Brennan sustained a minor eye injury while picking up balls at a January practice. He didn’t look up in time as one was hit his way.
Brennan is thankful that his eye injury wasn’t anything more deadly than he knows it could have been. “A couple stitches and a few weeks sitting out before the season even starts – I’m lucky. I’ve already met some people who haven’t been as lucky.”
Brennan had to get five stitches as a result of the accident. His private insurance covered the costs.
A product of the times
The number of injuries college athletes get are higher than ever. More young men and women are getting involved in collegiate sports, resulting in a higher number of them being sidelined due to injury.
According to Dan Childs of the ABC News Medical Unit, improved training indirectly leads to more injuries as well. Stronger, faster athletes are being produced, and when they meet on the field, the results may be brutal.
Such results usually have to be covered completely by the athlete, especially at small schools like the one Brennan attends.

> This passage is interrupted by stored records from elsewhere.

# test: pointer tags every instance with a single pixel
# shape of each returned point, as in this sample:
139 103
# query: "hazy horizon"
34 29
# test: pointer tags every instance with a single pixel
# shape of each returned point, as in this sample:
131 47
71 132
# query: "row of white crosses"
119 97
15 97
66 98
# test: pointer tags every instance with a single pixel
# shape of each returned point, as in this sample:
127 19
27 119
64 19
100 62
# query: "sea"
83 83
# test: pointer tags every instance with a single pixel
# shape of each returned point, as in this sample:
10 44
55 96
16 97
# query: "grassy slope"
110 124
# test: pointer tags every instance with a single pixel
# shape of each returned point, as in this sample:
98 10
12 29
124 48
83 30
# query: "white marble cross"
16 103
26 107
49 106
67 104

Dr. Andrew Veitch, a Sports Medicine Specialist at UNM, believes the scope by which colleges should compensate for such injures is too massive. “I don’t think it’s possible for colleges to fully compensate for injuries to all of their athletes simply because it’s a part of the job, and they go in fully realizing that,” Veitch said.
Unsurprisingly, injuries are most prevalent in football – which most will agree is indeed the most brutal sport. According The American Journal of Sports Medicine, the number of injuries sustained in football are more than twelve times higher than the next most injury-prone sport.

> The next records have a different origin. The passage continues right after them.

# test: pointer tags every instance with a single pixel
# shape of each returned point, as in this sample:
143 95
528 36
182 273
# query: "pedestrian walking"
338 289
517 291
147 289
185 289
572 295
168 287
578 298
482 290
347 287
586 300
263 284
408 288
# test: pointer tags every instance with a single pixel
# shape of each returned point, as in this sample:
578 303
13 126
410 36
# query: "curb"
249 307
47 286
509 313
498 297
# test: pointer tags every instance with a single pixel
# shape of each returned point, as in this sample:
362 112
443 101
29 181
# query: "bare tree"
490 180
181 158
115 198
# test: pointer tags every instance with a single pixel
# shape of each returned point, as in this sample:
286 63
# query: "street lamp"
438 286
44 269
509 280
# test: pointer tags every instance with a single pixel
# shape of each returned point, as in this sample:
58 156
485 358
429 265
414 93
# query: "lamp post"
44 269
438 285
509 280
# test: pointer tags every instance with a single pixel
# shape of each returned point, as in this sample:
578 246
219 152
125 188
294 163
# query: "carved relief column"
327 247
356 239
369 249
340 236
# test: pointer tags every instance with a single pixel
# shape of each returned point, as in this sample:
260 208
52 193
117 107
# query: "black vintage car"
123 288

The Journal of Athletic Training says that injury rates sustained in games are about four times higher than those sustained in practice. “‘Leaving all you have on the field’ is a popular mantra in collegiate sports these days, and athletes are sometimes pressured to perform to the point where they push their bodies over the limit,” Veitch said.
According to a USA Today report, the average salary of a Division I college basketball coach who made the NCAA tournament this year is $1.4 million. Their players won’t get a penny.
Colleges should educate their athletes
Concussions and ACL tears get the most attention, but they are far from the most common injury. In the same way, injuries that athletes get in games may be more serious , but those that come in practice, or even preseason, are more common.
According to Dr. Ann Gately, a team physician for UNM athletics, overuse injuries are among those she comes across most frequently. “They certainly account for a good number of injuries to student athletes, between 15 and 35 percent depending on the sport,” Gately said.
According to a study published in Sports Medicine, overuse injuries occur with gradual onset over time and result from a mechanism of repetitive stress and cumulative trauma. “Essentially, they come from minor, unnoticed blows to the body which over time result in an injury that deems the body unfit for sports,” Gately said.
According to Gately, lack of rest and an unconditioned body are the primary causes of overuse injuries. “Collegiate athletes – athletes at all levels, for that matter – would do well to educate themselves about their sport and the importance of rest and the proper methods of warming up and cooling down. Knowing proper procedure would greatly reduce the risk of overuse injury, which can really be deadly over a long period of time,” she said.
According to Gately, Colleges taking the initiative in educating their athletes would go a long way in improving their overall physical well-being.
Overuse injury isn’t what happened to Brennan at Highlands. Had it been, he might have spent his entire freshman year on the bench, possibly jeopardizing his baseball career.